本記事では、ITリスクマネジメントの概要から重要な理由、主なITリスク、ITリスクマネジメントを実施する手法について解説します。

 

 

1. ITリスクマネジメントとは


ITリスクマネジメントとは、自社で発生するITリスクに対し、リスクマネジメントを実施することです。

分かりやすく言えば、ITリスクに特化したリスクマネジメントと言えるでしょう。


インターネット環境やIT技術を活用したビジネス環境が当たり前となったことから、企業がリスクマネジメントを実施する上で、ITリスクへの対応は欠かせないものとなっています。

 

 

■ITリスクとは

ITリスクとは、自社で発生するリスクのうち、以下のような情報技術(IT)が関わるリスクです。

  • 日常のトラブル(ソフトウェアバグ、ハードウェアの故障、クラウドのシステム障害等)
  • 災害によるトラブル(地震によるマシン損傷、浸水によるネットワーク装置故障等)
  • 人的・組織的なトラブル(ヒューマンエラー、サイバー攻撃、内部犯行によるシステム障害)

 

 

■リスクマネジメントとは

リスクマネジメントとは、企業が経営を行う際に遭遇する可能性のあるリスクやその影響を正確に理解し、事前に対策を講じることで危機を回避したり、損失を最小限に抑えたりするためのプロセスです。

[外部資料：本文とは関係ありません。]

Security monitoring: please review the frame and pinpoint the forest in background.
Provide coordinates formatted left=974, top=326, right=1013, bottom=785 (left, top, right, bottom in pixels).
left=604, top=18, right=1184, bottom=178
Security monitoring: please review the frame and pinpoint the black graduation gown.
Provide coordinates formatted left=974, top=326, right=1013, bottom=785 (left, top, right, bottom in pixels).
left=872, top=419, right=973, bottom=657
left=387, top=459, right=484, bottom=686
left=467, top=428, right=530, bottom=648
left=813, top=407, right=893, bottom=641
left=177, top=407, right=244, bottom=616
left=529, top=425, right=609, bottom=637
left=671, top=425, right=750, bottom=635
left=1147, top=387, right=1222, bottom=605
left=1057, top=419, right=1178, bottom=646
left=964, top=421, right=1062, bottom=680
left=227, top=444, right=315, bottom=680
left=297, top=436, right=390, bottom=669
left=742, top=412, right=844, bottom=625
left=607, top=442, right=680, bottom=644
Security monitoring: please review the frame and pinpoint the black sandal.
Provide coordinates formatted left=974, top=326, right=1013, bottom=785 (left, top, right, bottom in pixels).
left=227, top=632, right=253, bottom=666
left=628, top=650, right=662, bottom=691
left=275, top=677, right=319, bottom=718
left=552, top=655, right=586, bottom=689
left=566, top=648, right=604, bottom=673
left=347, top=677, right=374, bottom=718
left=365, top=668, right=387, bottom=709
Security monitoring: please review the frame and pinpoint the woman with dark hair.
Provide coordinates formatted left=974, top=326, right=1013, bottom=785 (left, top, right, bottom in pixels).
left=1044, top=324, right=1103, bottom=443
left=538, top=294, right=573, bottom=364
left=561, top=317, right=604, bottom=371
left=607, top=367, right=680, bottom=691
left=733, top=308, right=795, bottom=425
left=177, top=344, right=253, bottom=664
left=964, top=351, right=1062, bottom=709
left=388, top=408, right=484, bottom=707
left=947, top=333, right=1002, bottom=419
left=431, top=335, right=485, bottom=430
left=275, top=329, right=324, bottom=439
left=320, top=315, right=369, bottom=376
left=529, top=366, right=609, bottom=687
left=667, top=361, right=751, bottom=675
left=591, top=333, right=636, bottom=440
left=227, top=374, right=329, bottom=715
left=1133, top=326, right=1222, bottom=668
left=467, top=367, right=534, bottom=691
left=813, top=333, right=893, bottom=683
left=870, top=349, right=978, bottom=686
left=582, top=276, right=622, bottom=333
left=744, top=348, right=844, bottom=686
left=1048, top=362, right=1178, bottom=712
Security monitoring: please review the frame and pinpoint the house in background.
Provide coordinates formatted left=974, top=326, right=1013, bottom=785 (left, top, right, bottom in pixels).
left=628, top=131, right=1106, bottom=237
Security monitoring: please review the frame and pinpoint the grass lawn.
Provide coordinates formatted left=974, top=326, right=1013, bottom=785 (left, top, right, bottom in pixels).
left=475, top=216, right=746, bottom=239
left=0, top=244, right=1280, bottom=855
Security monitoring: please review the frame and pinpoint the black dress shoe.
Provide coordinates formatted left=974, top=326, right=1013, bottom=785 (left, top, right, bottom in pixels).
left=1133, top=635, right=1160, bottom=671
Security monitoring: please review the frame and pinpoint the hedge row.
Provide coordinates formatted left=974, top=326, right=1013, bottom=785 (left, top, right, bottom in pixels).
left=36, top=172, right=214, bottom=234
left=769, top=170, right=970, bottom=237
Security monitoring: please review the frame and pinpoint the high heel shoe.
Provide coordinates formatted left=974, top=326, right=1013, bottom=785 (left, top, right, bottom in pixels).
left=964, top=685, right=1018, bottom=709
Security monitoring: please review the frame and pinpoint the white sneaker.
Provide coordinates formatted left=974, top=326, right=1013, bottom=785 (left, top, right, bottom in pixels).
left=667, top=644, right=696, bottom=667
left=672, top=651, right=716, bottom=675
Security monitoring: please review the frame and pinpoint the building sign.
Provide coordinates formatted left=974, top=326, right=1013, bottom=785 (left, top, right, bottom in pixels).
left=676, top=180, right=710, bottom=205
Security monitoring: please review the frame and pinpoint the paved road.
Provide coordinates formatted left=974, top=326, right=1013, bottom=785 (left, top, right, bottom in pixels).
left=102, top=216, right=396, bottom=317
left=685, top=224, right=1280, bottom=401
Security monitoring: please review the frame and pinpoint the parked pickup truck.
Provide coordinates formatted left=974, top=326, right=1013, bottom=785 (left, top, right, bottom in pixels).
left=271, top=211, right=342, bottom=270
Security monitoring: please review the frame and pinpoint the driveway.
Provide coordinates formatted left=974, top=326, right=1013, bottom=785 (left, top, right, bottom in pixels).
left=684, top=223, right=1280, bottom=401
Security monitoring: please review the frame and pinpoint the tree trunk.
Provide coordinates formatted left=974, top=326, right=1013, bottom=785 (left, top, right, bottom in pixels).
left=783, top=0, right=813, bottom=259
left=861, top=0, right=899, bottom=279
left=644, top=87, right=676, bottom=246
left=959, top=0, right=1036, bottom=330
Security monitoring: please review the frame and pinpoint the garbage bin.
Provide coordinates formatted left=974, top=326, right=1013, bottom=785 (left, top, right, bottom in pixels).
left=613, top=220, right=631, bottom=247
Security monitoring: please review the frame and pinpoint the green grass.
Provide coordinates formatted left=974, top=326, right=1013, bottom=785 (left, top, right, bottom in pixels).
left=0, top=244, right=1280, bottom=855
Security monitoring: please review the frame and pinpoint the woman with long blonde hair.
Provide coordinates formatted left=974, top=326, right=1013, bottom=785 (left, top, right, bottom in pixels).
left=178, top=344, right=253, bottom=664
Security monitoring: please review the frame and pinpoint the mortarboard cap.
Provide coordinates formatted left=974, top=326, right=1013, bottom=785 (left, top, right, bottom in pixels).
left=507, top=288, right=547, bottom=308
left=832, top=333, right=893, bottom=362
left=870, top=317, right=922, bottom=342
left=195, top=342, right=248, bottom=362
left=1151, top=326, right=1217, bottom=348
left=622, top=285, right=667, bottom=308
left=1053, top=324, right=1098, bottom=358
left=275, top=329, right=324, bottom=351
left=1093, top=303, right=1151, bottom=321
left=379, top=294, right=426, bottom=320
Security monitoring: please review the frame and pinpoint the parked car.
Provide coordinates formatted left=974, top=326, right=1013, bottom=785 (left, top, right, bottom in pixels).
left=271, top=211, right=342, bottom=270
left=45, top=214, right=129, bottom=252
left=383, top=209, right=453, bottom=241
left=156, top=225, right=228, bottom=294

企業の価値を維持または増大させることを目的として、リスクマネジメントを実施します。


リスクマネジメントを実施する手順は以下の通りです。

  1. リスクの洗い出し:企業を取り巻くリスクを洗い出し、特定します。
  2. リスクの分析・評価:リスクの発生確率と影響を分析し、対応の優先順位を決めます。
  3. 対応計画策定:評価されたリスクに対する対策を立案します。
  4. 対策の実施:立案された対策を実行します。
  5. モニタリング:実施された対策の効果を評価し、必要に応じて改善します。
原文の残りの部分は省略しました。